Pilot Program Would Allow Vulnerable Entities to Receive Security Funding
Legislation Assembly Democrats Annette Quijano, Raj Mukherji, Valerie Vainieri Huttle, Tim Eustace, Patricia Egan Jones and John McKeon sponsored to increase security at New Jersey nonprofit organizations determined to be at an elevated risk for attacks gained General Assembly approval on Thursday.
The bill (A-4253), which would establish the “Nonprofit Security Grant Pilot Program,” would provide $1 million annually for three years to help secure eligible nonprofit organizations deemed high-risk targets. Approved organizations may receive up to $10,000 each per year.
The sponsors developed the legislation through meetings with various nonprofit organizations, including synagogues and mosques, that are concerned for the security of their members.
“As I discussed this issue with different nonprofits within and outside of my district, I began to see that members of these communities have a legitimate concern regarding their safety,” said Quijano (D-Union). “As chair of the Assembly Homeland Security and State Preparedness Committee, I believe we have an obligation to ensure that they have personnel on-site who can prevent and protect New Jersey residents from acts of targeted violence.”
“If an organization believes that it’s in danger, it should receive the necessary resources to protect its people and property,” said Mukherji (D-Hudson). “This pilot program will be a boon for public safety in New Jersey.”
“New Jersey must take very seriously its responsibility to improve its readiness in protecting against terrorism,” said Vainieri Huttle (D-Bergen). “Providing funding to secure at-risk nonprofits will advance emergency preparedness in our state.”

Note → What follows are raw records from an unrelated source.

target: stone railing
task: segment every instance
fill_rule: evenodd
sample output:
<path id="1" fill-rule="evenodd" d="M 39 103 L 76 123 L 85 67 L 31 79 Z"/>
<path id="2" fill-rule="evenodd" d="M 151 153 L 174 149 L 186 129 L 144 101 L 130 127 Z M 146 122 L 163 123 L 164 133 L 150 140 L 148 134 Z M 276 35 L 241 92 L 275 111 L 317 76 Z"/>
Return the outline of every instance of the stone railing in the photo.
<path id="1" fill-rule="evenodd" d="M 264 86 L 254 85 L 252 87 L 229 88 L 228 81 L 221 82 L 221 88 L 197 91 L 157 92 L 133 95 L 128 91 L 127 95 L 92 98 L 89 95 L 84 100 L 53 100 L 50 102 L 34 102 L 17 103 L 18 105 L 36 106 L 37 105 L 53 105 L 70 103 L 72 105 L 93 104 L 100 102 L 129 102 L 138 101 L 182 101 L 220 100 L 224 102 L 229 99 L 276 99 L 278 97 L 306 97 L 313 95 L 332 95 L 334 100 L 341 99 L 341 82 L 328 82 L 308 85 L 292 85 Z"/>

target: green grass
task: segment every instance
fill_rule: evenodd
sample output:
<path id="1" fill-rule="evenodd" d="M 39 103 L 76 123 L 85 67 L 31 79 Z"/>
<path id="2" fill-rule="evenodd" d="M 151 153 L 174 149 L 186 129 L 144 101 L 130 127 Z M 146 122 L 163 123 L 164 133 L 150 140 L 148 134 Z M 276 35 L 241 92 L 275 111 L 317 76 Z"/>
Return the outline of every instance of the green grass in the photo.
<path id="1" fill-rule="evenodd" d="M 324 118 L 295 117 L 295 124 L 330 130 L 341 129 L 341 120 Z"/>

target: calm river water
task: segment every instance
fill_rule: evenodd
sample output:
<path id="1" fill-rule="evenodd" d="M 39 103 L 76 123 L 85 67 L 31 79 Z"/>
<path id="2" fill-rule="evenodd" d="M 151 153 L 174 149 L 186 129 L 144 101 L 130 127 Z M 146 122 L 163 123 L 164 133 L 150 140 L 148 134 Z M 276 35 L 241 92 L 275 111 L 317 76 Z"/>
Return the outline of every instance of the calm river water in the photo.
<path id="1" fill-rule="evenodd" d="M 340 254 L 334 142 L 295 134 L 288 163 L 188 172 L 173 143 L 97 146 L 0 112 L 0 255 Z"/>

“Concerns about local hate crimes as well as global terrorism require our state and our nation to be prepared at all times,” said Eustace (D-Bergen/Passaic). “We live in a dangerous world. New Jersey must take every step possible to protect its residents, particularly when they are at high risk for attack.”

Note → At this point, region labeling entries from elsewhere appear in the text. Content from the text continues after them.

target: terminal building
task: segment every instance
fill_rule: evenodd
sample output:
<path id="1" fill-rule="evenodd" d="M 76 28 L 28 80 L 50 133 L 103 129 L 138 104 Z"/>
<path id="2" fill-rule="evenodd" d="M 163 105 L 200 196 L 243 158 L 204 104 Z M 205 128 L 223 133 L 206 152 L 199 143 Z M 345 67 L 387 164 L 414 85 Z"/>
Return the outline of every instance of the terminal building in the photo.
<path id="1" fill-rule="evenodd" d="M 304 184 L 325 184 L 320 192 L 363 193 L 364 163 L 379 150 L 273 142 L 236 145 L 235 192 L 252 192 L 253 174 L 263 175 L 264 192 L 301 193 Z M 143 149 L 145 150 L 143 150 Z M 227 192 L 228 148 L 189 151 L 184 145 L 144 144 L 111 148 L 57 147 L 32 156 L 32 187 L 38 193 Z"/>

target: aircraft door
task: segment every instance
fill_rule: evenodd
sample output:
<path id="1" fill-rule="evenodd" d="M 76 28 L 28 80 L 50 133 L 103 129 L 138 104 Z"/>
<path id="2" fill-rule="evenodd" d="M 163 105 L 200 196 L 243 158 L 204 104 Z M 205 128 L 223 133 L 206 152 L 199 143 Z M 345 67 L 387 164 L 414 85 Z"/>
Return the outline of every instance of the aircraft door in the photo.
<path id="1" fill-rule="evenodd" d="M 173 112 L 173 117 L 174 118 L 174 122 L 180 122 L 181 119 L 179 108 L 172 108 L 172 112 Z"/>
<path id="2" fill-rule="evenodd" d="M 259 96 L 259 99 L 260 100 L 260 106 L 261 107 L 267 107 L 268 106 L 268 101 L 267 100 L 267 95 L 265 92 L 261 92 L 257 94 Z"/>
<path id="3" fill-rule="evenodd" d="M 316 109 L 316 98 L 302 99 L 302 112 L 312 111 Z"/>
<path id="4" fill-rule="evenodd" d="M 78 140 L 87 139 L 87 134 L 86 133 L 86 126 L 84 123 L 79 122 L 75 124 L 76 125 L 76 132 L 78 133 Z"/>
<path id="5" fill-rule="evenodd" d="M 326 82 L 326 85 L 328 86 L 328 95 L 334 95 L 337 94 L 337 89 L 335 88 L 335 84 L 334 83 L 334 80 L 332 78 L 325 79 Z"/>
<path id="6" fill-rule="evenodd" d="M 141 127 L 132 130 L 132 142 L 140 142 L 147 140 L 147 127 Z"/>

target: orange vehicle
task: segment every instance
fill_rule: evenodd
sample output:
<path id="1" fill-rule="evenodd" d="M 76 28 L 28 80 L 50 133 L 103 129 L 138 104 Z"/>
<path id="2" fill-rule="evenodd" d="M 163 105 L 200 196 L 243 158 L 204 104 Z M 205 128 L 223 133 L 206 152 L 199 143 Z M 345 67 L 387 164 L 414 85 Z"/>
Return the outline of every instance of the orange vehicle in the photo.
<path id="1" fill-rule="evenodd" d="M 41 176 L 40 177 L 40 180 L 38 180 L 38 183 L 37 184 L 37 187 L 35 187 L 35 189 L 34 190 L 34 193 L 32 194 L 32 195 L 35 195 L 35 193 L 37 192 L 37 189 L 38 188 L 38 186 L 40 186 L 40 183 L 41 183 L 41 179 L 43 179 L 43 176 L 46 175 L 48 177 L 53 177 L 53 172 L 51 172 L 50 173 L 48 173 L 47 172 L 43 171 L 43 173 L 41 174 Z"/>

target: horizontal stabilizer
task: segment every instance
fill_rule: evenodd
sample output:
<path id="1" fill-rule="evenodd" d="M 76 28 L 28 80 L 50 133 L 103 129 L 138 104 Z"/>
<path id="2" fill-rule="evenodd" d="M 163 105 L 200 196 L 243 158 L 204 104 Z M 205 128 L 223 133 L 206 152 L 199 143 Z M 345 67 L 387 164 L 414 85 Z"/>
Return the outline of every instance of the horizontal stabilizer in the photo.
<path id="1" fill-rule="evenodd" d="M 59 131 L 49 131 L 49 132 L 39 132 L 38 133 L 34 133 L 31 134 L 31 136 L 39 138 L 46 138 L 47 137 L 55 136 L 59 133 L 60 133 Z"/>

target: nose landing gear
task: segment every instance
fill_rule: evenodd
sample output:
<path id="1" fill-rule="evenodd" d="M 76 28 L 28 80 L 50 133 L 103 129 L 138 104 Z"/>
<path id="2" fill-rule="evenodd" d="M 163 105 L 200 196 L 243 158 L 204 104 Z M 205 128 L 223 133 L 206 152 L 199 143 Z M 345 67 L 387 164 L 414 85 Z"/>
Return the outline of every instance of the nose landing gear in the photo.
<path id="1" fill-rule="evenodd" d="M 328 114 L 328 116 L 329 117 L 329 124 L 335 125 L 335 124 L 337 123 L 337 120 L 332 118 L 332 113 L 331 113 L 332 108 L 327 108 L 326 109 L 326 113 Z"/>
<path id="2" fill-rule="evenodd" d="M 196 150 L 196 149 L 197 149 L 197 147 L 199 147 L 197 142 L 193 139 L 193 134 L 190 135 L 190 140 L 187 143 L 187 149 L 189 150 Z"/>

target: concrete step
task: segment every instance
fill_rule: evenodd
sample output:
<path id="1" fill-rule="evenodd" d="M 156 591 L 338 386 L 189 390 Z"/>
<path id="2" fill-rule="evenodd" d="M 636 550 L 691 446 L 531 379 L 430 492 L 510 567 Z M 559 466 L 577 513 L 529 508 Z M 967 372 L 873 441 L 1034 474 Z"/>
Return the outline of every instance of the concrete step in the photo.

“Residents of New Jersey should never fear for their lives while exercising their right to worship or learn or congregate with members of their community,” said Jones (Camden/Gloucester). “Adequate annual funding for nonprofit security is about not only keeping our residents safe but also preserving freedoms central to the American way of life.”
“The recent threats against facilities like the JCC MetroWest in West Orange and hate crimes like the recent shootings of Indian-Americans in Kansas are disheartening reminders that there are those who target certain people and places to act on and spread bigotry,” said McKeon (D-Morris/Essex). “Our solidarity with at-risk communities cannot consist only of one-time grants. Unfortunately, this variety of hatred is an on-going problem that demands an on-going response.”

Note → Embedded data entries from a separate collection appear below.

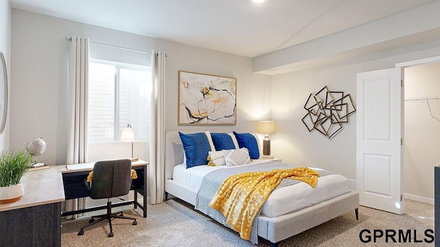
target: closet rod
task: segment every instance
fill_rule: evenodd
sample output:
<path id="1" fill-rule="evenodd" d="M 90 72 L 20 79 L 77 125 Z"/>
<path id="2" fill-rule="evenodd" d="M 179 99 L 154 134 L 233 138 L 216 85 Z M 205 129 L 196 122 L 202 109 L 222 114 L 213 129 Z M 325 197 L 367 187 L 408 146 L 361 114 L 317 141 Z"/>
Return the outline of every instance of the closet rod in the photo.
<path id="1" fill-rule="evenodd" d="M 419 97 L 415 98 L 405 99 L 405 102 L 428 102 L 428 100 L 438 100 L 440 99 L 440 96 L 433 97 Z"/>
<path id="2" fill-rule="evenodd" d="M 72 40 L 72 37 L 66 37 L 66 40 Z M 126 49 L 126 50 L 129 50 L 129 51 L 138 51 L 138 52 L 142 52 L 142 53 L 146 53 L 146 54 L 151 54 L 151 51 L 142 51 L 142 50 L 140 50 L 140 49 L 131 49 L 131 48 L 126 48 L 126 47 L 118 47 L 118 46 L 116 46 L 116 45 L 107 45 L 107 44 L 102 44 L 102 43 L 98 43 L 96 42 L 91 42 L 91 41 L 89 41 L 89 43 L 91 43 L 91 44 L 95 44 L 95 45 L 103 45 L 103 46 L 107 46 L 107 47 L 113 47 L 113 48 L 118 48 L 118 49 Z"/>

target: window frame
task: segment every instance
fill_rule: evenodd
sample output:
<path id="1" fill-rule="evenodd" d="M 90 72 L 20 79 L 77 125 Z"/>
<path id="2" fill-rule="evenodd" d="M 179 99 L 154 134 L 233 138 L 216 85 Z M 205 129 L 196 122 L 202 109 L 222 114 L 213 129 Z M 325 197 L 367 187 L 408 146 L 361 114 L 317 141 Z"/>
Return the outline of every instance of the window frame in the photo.
<path id="1" fill-rule="evenodd" d="M 104 140 L 90 141 L 90 139 L 89 139 L 89 142 L 91 143 L 113 143 L 124 142 L 120 140 L 120 135 L 122 133 L 122 130 L 120 131 L 120 71 L 121 69 L 130 69 L 130 70 L 138 71 L 149 72 L 152 73 L 153 67 L 151 66 L 133 64 L 128 64 L 128 63 L 124 63 L 120 62 L 115 62 L 111 60 L 102 60 L 98 58 L 90 58 L 89 59 L 89 64 L 91 64 L 91 63 L 111 65 L 115 67 L 116 70 L 115 70 L 115 75 L 114 75 L 114 85 L 113 85 L 114 90 L 115 90 L 115 93 L 113 95 L 115 106 L 113 107 L 113 110 L 114 110 L 113 139 L 111 141 L 104 141 Z M 90 81 L 90 77 L 89 77 L 89 81 Z M 153 82 L 151 82 L 153 83 Z M 89 97 L 89 95 L 87 95 L 87 97 Z M 88 110 L 88 111 L 89 110 Z M 89 119 L 88 117 L 89 117 L 89 113 L 88 113 L 87 119 Z M 148 129 L 150 128 L 150 124 L 151 124 L 150 119 L 148 117 L 148 120 L 146 124 Z M 87 134 L 89 134 L 89 127 L 87 127 Z M 134 142 L 149 142 L 150 139 L 151 139 L 151 137 L 150 137 L 150 132 L 148 131 L 147 132 L 146 137 L 143 137 L 143 138 L 138 137 L 135 139 Z"/>

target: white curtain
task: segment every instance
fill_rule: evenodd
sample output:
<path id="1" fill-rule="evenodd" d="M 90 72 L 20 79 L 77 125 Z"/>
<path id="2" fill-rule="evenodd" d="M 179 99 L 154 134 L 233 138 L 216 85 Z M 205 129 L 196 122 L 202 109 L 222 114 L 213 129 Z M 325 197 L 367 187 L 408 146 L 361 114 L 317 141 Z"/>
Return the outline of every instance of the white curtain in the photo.
<path id="1" fill-rule="evenodd" d="M 70 130 L 67 164 L 87 162 L 87 82 L 89 38 L 72 37 L 69 60 Z M 67 200 L 65 211 L 83 209 L 85 198 Z M 81 214 L 82 215 L 82 214 Z M 80 216 L 73 215 L 72 217 Z"/>
<path id="2" fill-rule="evenodd" d="M 151 52 L 153 65 L 153 97 L 151 112 L 151 135 L 150 141 L 150 165 L 148 180 L 150 181 L 150 204 L 160 203 L 164 200 L 165 158 L 164 128 L 164 82 L 165 54 L 164 51 Z"/>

While a similar federal program was open only to Bergen, Essex, Hudson, Hunterdon, Middlesex, Monmouth, Morris, Ocean, Passaic, Union, Somerset and Sussex counties for Fiscal Year 2016, the pilot program outlined in the bill would be open to all 21 counties.
Under the legislation, an organization may receive a “high-risk” designation if it meets criteria already used by the New Jersey Office of Homeland Security and Preparedness for the appropriation of funds under the federal Urban Area Security Initiative (UASI) Nonprofit Security Grant Program. Any non-profit organization located in New Jersey that has received or is eligible to receive funds from the federal UASI Nonprofit Security Grant Program would be able to apply for this separate grant.
The federal UASI Nonprofit Security Grant Program provides funding for target hardening and physical security enhancement, such as video-security systems, alarm systems, cyber-security systems and physical aspects of properties of nonprofit organizations deemed high-risk targets. While these grant funds may be used for specific training of security personnel, they are explicitly prohibited from funding permanent or temporary security personnel. This bill would provide grants to eligible organizations to hire security personnel.
The measure, which the Assembly approved 61-10-3, now awaits further Senate consideration.